I decided if I was going to start a blog about baking, it had to start with where baking started for me.
I hadn't known my husband very long before I knew his favorite pie is Strawberry Rhubarb. Well that’s great; I had never made a pie in my life. This was not something I jumped right into. We had been married about 5 years before I ever attempted to make one for him. We lived in Alturas, California at the time. Have you ever lived in the middle of nowhere? It makes you feel like a brave pioneer that can do anything, so I set my mind to learning how to make a pie. My friend Ellen was very “domestic” so I asked her for some tips.

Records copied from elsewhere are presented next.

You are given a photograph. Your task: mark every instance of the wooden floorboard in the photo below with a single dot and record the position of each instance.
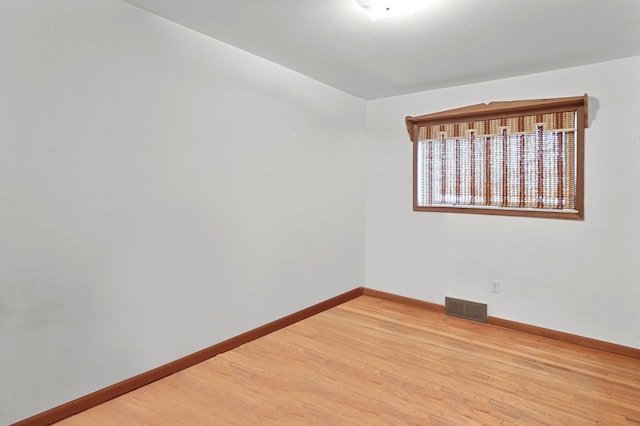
(371, 361)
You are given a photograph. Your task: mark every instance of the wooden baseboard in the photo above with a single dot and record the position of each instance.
(404, 300)
(96, 398)
(532, 329)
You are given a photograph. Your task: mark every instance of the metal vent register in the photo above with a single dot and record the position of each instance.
(465, 309)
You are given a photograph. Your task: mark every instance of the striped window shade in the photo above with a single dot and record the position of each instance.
(521, 158)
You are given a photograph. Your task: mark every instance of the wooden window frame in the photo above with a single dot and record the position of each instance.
(505, 110)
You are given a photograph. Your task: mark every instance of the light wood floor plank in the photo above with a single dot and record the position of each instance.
(370, 361)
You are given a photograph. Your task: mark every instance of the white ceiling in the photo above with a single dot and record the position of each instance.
(449, 43)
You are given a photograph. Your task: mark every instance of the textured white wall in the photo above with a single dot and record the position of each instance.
(159, 192)
(578, 277)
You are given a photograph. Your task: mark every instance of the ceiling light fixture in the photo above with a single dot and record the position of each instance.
(380, 9)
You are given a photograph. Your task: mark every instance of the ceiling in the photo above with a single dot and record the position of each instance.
(449, 43)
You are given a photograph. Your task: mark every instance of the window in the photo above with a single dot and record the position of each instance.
(520, 158)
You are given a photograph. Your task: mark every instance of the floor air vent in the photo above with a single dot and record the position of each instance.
(465, 309)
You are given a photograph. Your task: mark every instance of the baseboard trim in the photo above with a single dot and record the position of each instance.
(404, 300)
(531, 329)
(76, 406)
(588, 342)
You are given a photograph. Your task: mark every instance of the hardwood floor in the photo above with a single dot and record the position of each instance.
(371, 361)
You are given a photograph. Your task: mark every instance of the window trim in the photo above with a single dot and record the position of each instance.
(495, 110)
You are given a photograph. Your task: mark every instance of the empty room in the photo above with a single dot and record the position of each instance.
(277, 212)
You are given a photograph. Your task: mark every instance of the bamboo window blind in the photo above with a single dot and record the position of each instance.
(519, 158)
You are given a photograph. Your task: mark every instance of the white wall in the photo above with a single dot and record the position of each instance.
(159, 192)
(580, 277)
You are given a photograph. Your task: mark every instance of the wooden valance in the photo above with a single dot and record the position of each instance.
(488, 119)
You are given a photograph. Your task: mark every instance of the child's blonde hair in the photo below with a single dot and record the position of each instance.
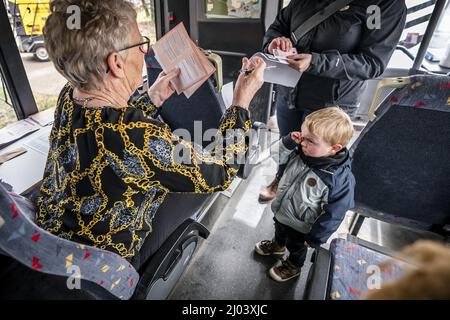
(333, 125)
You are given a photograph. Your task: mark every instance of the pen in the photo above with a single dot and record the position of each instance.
(247, 71)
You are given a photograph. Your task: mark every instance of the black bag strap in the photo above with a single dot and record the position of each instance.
(318, 18)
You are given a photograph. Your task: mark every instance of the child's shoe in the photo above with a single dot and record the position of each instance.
(286, 271)
(268, 248)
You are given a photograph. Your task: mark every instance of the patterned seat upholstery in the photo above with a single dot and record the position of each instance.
(400, 162)
(354, 267)
(37, 249)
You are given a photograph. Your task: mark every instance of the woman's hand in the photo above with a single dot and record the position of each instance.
(300, 62)
(248, 84)
(162, 89)
(282, 43)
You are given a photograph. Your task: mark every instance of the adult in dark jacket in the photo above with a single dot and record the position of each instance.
(336, 58)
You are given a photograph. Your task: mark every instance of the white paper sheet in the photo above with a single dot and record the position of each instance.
(279, 72)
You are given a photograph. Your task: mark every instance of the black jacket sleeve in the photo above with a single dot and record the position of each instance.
(280, 27)
(340, 200)
(375, 49)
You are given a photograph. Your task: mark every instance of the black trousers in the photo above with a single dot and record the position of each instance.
(294, 242)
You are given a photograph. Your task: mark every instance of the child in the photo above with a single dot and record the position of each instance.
(316, 189)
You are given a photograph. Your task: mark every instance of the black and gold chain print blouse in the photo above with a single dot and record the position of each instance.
(108, 171)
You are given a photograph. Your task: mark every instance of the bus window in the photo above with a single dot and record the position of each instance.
(27, 19)
(225, 9)
(419, 12)
(146, 18)
(7, 114)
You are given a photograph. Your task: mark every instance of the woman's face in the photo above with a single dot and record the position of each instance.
(134, 61)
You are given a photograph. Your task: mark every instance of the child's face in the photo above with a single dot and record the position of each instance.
(314, 146)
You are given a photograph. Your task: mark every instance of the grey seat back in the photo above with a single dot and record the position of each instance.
(401, 160)
(23, 240)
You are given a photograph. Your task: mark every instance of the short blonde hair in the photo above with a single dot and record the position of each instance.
(80, 55)
(333, 125)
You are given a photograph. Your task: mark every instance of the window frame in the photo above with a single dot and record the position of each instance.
(13, 71)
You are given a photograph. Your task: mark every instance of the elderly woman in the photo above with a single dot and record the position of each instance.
(111, 163)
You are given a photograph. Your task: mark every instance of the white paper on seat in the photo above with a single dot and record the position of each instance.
(278, 71)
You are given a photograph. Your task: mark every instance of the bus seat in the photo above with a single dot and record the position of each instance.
(23, 240)
(398, 160)
(401, 172)
(105, 275)
(344, 271)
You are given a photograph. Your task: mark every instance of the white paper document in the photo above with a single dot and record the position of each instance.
(176, 50)
(278, 71)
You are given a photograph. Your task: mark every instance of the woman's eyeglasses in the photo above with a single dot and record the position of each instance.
(144, 45)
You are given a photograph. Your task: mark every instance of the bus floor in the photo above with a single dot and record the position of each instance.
(226, 266)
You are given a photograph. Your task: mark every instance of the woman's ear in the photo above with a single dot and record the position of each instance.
(116, 65)
(336, 148)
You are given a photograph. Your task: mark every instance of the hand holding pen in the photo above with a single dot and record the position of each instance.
(248, 83)
(247, 71)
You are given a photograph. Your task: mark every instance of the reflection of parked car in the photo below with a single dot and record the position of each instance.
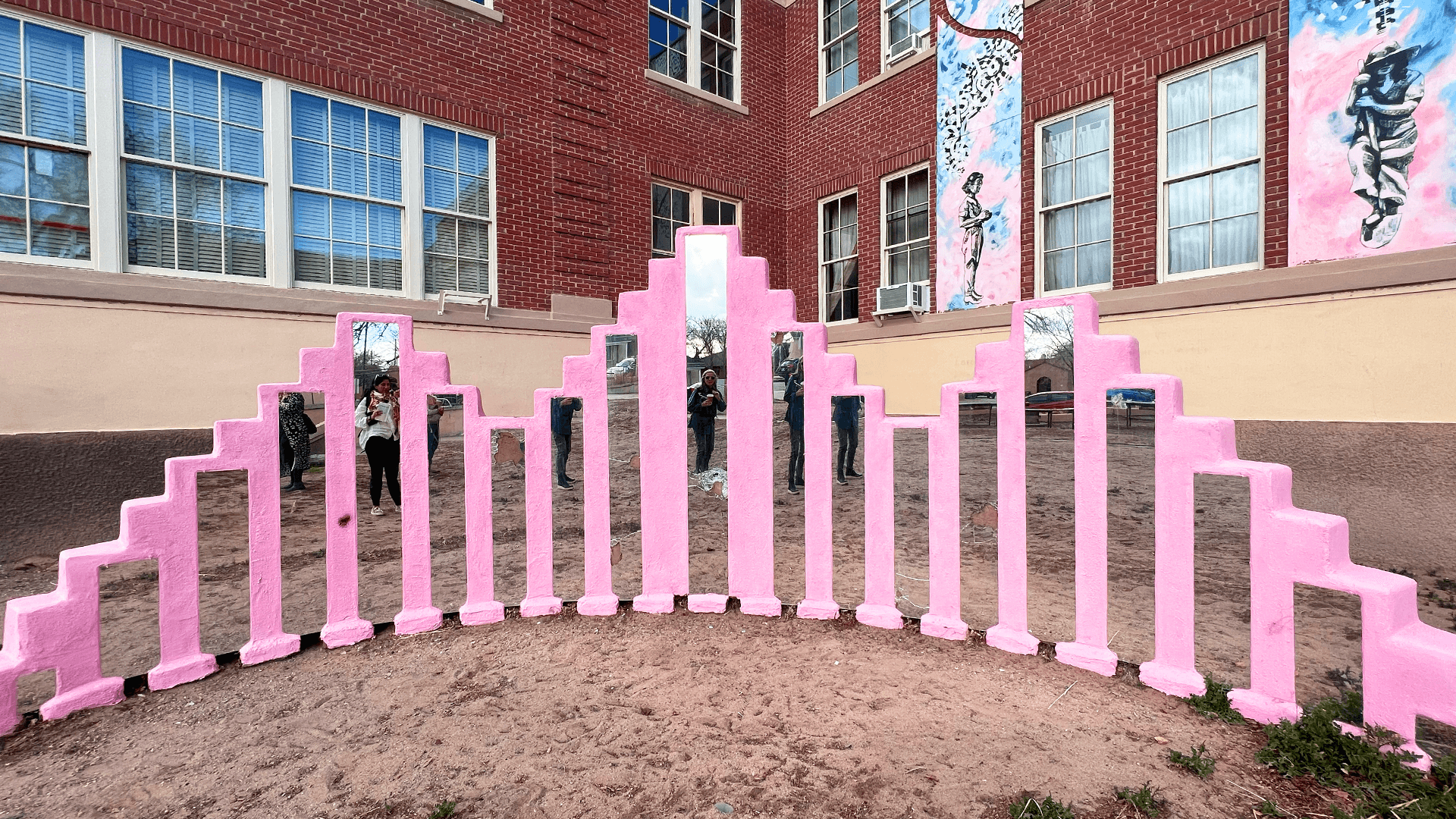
(1043, 401)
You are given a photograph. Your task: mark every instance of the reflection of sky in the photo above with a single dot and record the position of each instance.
(707, 261)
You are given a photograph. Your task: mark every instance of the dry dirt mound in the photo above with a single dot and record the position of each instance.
(635, 716)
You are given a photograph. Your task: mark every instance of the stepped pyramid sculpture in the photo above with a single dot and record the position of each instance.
(1408, 668)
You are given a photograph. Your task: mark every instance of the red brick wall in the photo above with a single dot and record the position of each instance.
(1079, 52)
(560, 82)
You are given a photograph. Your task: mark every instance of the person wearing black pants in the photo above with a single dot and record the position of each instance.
(794, 416)
(561, 414)
(846, 417)
(704, 404)
(378, 420)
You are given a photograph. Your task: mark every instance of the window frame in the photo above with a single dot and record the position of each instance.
(823, 53)
(695, 49)
(1038, 210)
(695, 210)
(884, 223)
(1164, 181)
(823, 262)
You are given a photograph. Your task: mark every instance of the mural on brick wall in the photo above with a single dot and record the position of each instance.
(977, 169)
(1372, 121)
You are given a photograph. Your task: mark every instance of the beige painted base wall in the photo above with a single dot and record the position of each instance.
(1367, 356)
(98, 366)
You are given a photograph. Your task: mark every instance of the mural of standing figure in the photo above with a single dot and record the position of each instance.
(973, 237)
(1382, 99)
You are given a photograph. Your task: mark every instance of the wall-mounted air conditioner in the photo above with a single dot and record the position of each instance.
(909, 297)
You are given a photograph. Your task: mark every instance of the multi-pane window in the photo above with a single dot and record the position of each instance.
(840, 47)
(696, 42)
(182, 118)
(839, 261)
(670, 212)
(1212, 175)
(1076, 200)
(457, 212)
(354, 238)
(908, 228)
(44, 188)
(905, 19)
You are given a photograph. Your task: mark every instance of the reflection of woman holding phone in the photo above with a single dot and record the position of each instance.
(378, 420)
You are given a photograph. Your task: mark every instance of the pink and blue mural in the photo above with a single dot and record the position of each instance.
(977, 171)
(1372, 120)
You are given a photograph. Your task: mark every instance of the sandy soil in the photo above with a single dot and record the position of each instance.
(1327, 627)
(637, 716)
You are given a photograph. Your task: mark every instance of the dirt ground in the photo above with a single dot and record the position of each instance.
(638, 716)
(1327, 623)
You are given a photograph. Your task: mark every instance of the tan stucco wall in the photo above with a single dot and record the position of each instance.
(76, 366)
(1369, 356)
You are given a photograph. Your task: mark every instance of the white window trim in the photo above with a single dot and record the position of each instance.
(819, 241)
(1038, 234)
(1163, 164)
(884, 222)
(695, 53)
(823, 55)
(884, 37)
(107, 181)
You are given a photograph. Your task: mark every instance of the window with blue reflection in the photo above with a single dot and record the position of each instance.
(457, 186)
(344, 148)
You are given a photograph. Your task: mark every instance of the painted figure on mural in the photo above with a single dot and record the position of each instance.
(1382, 99)
(973, 234)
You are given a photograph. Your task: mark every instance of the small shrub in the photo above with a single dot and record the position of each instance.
(1145, 799)
(1031, 808)
(1213, 703)
(1197, 761)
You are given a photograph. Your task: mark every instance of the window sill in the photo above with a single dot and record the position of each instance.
(698, 93)
(899, 67)
(479, 9)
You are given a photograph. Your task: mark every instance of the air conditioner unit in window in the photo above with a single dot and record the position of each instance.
(910, 297)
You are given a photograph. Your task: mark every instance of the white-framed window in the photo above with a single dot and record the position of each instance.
(674, 206)
(696, 42)
(44, 155)
(839, 47)
(906, 228)
(193, 167)
(839, 259)
(1075, 200)
(906, 25)
(1210, 167)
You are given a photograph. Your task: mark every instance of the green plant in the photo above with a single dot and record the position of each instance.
(1031, 808)
(1197, 761)
(1145, 799)
(1379, 781)
(1213, 703)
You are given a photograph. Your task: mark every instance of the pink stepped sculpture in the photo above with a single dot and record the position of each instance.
(1408, 668)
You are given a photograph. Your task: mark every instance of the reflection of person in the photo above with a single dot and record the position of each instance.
(794, 416)
(973, 237)
(561, 414)
(704, 404)
(378, 420)
(846, 419)
(1382, 99)
(296, 428)
(433, 414)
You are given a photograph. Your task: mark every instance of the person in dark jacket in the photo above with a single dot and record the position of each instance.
(704, 404)
(561, 414)
(794, 416)
(296, 428)
(846, 417)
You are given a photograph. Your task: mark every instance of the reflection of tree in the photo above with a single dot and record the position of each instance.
(1049, 337)
(707, 335)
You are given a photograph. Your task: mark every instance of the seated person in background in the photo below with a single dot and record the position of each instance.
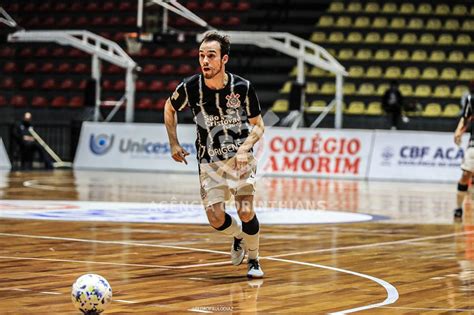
(28, 145)
(392, 104)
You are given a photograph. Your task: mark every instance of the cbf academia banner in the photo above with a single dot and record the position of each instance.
(4, 160)
(410, 155)
(124, 146)
(315, 152)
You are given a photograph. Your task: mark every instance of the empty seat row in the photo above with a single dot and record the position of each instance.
(395, 23)
(391, 38)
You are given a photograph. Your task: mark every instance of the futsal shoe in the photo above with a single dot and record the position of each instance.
(254, 269)
(237, 251)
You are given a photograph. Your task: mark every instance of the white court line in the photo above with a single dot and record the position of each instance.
(392, 293)
(405, 241)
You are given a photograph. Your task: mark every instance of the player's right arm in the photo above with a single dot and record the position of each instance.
(171, 121)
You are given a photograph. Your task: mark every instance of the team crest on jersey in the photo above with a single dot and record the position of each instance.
(233, 100)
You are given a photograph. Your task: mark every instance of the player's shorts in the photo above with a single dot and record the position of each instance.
(219, 180)
(468, 161)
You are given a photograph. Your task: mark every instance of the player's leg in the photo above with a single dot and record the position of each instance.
(250, 232)
(463, 186)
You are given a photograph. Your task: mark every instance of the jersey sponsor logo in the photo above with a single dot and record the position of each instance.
(101, 144)
(233, 100)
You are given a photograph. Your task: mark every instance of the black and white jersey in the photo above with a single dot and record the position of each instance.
(221, 116)
(467, 114)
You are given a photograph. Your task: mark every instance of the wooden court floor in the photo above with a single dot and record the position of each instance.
(415, 261)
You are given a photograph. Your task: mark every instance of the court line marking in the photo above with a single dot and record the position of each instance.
(404, 241)
(392, 293)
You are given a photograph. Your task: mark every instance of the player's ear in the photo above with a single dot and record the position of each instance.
(225, 59)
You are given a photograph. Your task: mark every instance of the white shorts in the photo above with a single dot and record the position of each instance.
(220, 180)
(468, 161)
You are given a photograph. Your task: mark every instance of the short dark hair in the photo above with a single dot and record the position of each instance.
(223, 40)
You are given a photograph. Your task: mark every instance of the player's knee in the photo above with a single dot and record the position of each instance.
(251, 227)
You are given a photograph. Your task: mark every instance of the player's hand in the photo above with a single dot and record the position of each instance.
(457, 138)
(179, 154)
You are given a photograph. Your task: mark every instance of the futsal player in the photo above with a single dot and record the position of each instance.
(228, 120)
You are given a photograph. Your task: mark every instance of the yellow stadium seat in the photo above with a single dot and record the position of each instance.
(459, 90)
(451, 110)
(374, 72)
(374, 109)
(427, 39)
(407, 8)
(380, 22)
(445, 39)
(434, 24)
(382, 88)
(419, 55)
(397, 23)
(466, 74)
(437, 56)
(432, 110)
(442, 91)
(355, 108)
(442, 9)
(311, 88)
(364, 54)
(390, 38)
(424, 8)
(344, 21)
(317, 72)
(451, 24)
(318, 37)
(415, 24)
(356, 71)
(423, 90)
(328, 88)
(336, 7)
(346, 54)
(411, 73)
(366, 89)
(406, 89)
(382, 54)
(429, 73)
(401, 55)
(280, 106)
(349, 88)
(456, 56)
(463, 39)
(468, 25)
(362, 22)
(354, 7)
(459, 9)
(449, 74)
(372, 38)
(325, 21)
(409, 38)
(354, 37)
(286, 88)
(389, 7)
(372, 7)
(393, 72)
(336, 37)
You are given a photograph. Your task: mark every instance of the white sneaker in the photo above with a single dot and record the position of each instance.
(237, 251)
(254, 269)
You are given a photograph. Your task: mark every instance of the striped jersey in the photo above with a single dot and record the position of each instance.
(221, 116)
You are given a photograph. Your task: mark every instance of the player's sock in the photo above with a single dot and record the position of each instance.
(230, 226)
(251, 235)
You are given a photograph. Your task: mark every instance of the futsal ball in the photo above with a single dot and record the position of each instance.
(91, 294)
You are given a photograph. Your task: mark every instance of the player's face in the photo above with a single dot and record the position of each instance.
(210, 59)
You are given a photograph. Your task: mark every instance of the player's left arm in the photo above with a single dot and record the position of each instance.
(255, 135)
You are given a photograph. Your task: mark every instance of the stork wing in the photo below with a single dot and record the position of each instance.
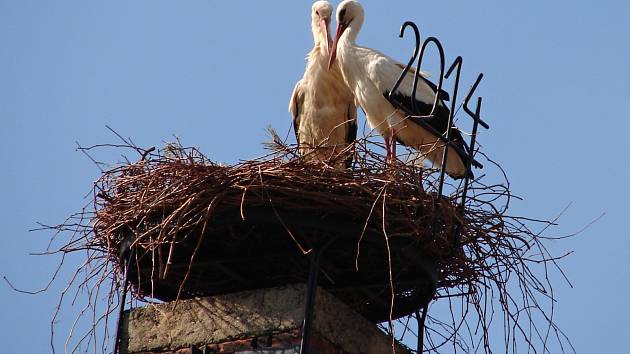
(351, 118)
(384, 72)
(295, 108)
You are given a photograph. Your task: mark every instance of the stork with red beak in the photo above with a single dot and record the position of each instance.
(370, 75)
(322, 105)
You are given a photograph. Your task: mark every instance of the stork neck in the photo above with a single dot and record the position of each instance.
(351, 33)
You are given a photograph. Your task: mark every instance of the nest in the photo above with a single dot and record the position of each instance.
(186, 226)
(195, 228)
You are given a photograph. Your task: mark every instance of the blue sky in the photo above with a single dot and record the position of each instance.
(216, 73)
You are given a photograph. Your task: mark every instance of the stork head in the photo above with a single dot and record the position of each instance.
(350, 14)
(321, 15)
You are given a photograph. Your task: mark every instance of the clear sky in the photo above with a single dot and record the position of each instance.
(216, 73)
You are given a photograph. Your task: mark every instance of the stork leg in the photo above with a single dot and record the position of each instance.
(388, 151)
(393, 145)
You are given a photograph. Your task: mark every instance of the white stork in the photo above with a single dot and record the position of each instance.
(322, 106)
(371, 74)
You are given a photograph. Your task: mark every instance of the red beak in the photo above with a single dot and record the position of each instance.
(328, 42)
(333, 55)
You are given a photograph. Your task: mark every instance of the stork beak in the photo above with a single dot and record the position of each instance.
(341, 27)
(327, 41)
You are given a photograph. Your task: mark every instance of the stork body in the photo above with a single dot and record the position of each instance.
(322, 105)
(371, 74)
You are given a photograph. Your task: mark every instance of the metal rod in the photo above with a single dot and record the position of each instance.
(467, 99)
(121, 311)
(411, 61)
(442, 63)
(311, 292)
(421, 325)
(473, 140)
(457, 63)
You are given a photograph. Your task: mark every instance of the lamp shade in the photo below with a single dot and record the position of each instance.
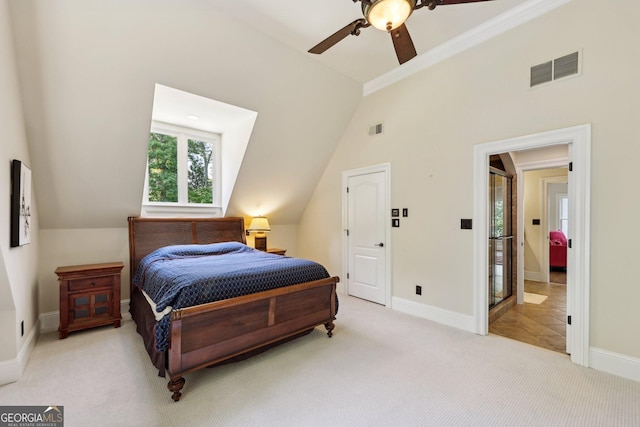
(387, 15)
(259, 224)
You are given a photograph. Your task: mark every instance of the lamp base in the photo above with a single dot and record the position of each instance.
(261, 242)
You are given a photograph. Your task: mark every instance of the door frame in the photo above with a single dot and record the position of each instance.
(578, 138)
(386, 169)
(544, 243)
(546, 209)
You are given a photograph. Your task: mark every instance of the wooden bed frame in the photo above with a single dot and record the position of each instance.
(212, 333)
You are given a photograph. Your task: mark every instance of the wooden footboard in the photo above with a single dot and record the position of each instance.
(211, 333)
(216, 332)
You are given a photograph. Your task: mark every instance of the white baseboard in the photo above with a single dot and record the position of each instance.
(50, 321)
(615, 363)
(11, 370)
(446, 317)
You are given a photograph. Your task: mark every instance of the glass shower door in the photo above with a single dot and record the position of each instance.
(500, 238)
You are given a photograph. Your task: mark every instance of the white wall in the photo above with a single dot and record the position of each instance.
(432, 122)
(18, 266)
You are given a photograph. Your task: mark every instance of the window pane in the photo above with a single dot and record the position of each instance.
(163, 168)
(200, 172)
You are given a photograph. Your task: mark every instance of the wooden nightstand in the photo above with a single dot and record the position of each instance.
(89, 296)
(276, 251)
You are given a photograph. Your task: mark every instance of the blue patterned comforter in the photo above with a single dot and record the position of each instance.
(185, 275)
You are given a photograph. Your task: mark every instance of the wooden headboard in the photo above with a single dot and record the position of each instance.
(149, 234)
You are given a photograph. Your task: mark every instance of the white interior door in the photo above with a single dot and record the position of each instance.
(366, 235)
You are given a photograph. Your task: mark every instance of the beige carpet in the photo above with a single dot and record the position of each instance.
(381, 368)
(534, 298)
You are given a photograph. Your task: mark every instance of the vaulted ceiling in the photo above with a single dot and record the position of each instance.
(88, 70)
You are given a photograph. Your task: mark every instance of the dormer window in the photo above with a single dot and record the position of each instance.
(183, 170)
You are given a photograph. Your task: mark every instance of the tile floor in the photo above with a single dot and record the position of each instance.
(542, 325)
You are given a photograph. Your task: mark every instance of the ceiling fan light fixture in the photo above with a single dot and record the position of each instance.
(387, 15)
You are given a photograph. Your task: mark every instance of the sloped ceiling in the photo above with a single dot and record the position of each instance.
(303, 24)
(88, 70)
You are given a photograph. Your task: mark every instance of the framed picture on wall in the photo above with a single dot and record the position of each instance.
(20, 204)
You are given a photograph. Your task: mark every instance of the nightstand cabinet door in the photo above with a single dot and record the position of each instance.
(89, 296)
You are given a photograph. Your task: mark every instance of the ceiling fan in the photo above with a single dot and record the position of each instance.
(389, 16)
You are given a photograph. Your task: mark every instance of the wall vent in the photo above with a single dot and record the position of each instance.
(564, 66)
(376, 129)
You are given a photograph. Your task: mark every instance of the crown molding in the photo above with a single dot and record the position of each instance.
(500, 24)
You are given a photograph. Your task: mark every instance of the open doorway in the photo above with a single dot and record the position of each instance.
(539, 317)
(578, 140)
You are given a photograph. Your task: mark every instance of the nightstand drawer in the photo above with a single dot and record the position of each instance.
(89, 296)
(91, 283)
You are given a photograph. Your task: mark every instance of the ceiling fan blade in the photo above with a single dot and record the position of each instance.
(352, 28)
(405, 50)
(446, 2)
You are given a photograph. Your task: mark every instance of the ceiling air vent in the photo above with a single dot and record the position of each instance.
(375, 129)
(564, 66)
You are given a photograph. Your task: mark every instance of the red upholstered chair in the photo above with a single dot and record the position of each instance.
(557, 249)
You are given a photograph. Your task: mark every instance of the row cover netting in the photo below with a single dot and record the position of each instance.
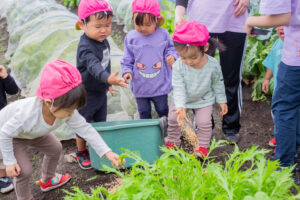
(41, 31)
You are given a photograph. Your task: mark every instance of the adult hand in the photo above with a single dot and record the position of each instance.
(181, 112)
(113, 79)
(170, 60)
(241, 7)
(265, 86)
(224, 108)
(114, 159)
(127, 76)
(3, 72)
(111, 90)
(13, 170)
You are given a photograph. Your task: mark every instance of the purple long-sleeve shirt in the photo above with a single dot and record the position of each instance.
(145, 58)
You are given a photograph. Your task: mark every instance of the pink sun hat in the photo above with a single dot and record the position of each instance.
(192, 33)
(90, 7)
(146, 6)
(58, 78)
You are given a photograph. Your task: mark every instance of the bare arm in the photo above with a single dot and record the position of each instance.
(267, 21)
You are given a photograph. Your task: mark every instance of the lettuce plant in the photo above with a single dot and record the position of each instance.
(176, 175)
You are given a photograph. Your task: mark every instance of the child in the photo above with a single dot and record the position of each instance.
(197, 83)
(30, 121)
(272, 62)
(9, 86)
(286, 99)
(93, 62)
(148, 57)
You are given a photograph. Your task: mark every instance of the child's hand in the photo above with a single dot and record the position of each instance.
(181, 116)
(170, 60)
(224, 108)
(113, 79)
(13, 170)
(265, 86)
(3, 72)
(114, 159)
(127, 76)
(111, 90)
(249, 27)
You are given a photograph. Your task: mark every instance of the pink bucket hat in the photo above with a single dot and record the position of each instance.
(146, 6)
(58, 78)
(192, 33)
(89, 7)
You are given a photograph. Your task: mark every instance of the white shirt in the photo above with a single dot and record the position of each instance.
(24, 119)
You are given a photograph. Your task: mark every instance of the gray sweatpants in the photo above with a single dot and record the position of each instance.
(203, 122)
(47, 144)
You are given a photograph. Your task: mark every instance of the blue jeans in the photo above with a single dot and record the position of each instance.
(160, 104)
(285, 107)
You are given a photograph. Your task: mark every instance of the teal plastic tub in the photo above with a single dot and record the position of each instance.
(142, 136)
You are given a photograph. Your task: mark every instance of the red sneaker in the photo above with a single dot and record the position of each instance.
(55, 182)
(272, 143)
(170, 145)
(201, 152)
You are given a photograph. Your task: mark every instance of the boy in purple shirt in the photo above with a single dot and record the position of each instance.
(286, 100)
(149, 54)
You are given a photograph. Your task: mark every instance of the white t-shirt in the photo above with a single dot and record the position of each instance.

Turns out her mother used to make pies and sell them, so I figured this was going to be some good advice!! Her main tips were: use the coldest and least amount of water possible while making your pie crust. Don’t over handle the crust. Use a fork to make A LOT of holes in the crust. Use more flour than the recipe calls for so the flour/sugar mixture is thicker. Put a layer of your flour/sugar mixture on the bottom to keep your crust from getting soggy. So with that amount of information alone, I grabbed my Betty Crocker Cookbook that we had received as a wedding gift and got to work.
I can’t even begin to tell you how many times I have made this pie since that first time. But I can tell you, after all these years; I still don’t have the recipe memorized. When we were moving in 2007 and my cookbook was lost I cried and was heartbroken for days. Then it occurred to me….eBay! I got busy looking and soon found the EXACT edition of my lost cookbook. So to this day, I am still using the original recipe I started with. I hope you enjoy it as much as we do.
FRESH STRAWBERRY-RHUBARB PIE
Pastry for 9-inch Two-Crust Pie (recipe below)
1 1/3 cups sugar
1/3 cups flour (I use about 2/3 cup)
½ teaspoon grated orange peel (optional)
2 cups cut-up fresh rhubarb (1/2 inch pieces)
2 cups sliced fresh strawberries (I quarter mine)
2 tablespoons margarine or butter
STANDARD PASTRY 9-inch Two-Crust Pie
2/3 cup plus 2 tablespoons shortening
2 cups all-purpose flour
1 teaspoon salt
4-5 tablespoons COLD water (I typically use 3-4)
Cut shortening into flour and salt with a fork until particles are size of small peas. Sprinkle in water, 1 tablespoon at a time, tossing with fork until flour is moistened and pastry almost cleans side of bowl.
Gather pastry into a ball (without overworking); shape one half into a flattened round on lightly floured board or pastry mat. Roll pastry 2 inches larger than inverted pie plate. I use my pastry mat, lifting from one side, to gently roll pastry over the top of my rolling pin and then transfer bottom crust to pie plate. Put other half of crust in refrigerator until pie is assembled.
Trim overhanging edge of pastry ½ inch from the rim of pie plate. Prick bottom and sides thoroughly with a fork.
Mix the flour, sugar and orange peel together in a bowl. Mix the strawberries and rhubarb together in another bowl.
Pour about ½ cup of the flour/sugar mixture on the bottom of pie crust. If you are using a pie bird, now is when to place it in the center of your pie.
Turn half of the strawberries and rhubarb into the pie crust; sprinkle with half of the flour/sugar mixture. Repeat with remaining fruit and sugar mixture; dot with butter. Roll out the top crust. Top pie with top crust that has slits cut in it. Trim overhanging edge of pasty 1 inch from pie plate; seal and flute.
Cover pie crust edge with 2-3 inch strip of aluminum foil to prevent excessive browning; remove foil during the last 15 minutes of baking. I place my pie plate on a cookie sheet for easy transferring to the oven and in case juice bubbles over. Bake at 425 until crust is brown and juice begins to bubble through slits in crust, about 40-50 minutes. (I always bake mine 50 minutes)
It’s easy to give your crust a blue-ribbon look. Take your choice- shiny, sugary or glazed. For a shiny top, brush the crust lightly with milk before baking. For a sugary crust, use your fingers or a pastry brush to moisten crust lightly with water, and then sprinkle on a little sugar. To glaze a crust, brush lightly with beaten egg (or egg yolk mixed with a little water) before baking. I like “Shiny-Sugary” so I use milk and sugar to top mine.
You can make a Fresh Rhubarb Pie by using 4 cups of cut-up rhubarb and increasing sugar to 1 2/3 cups.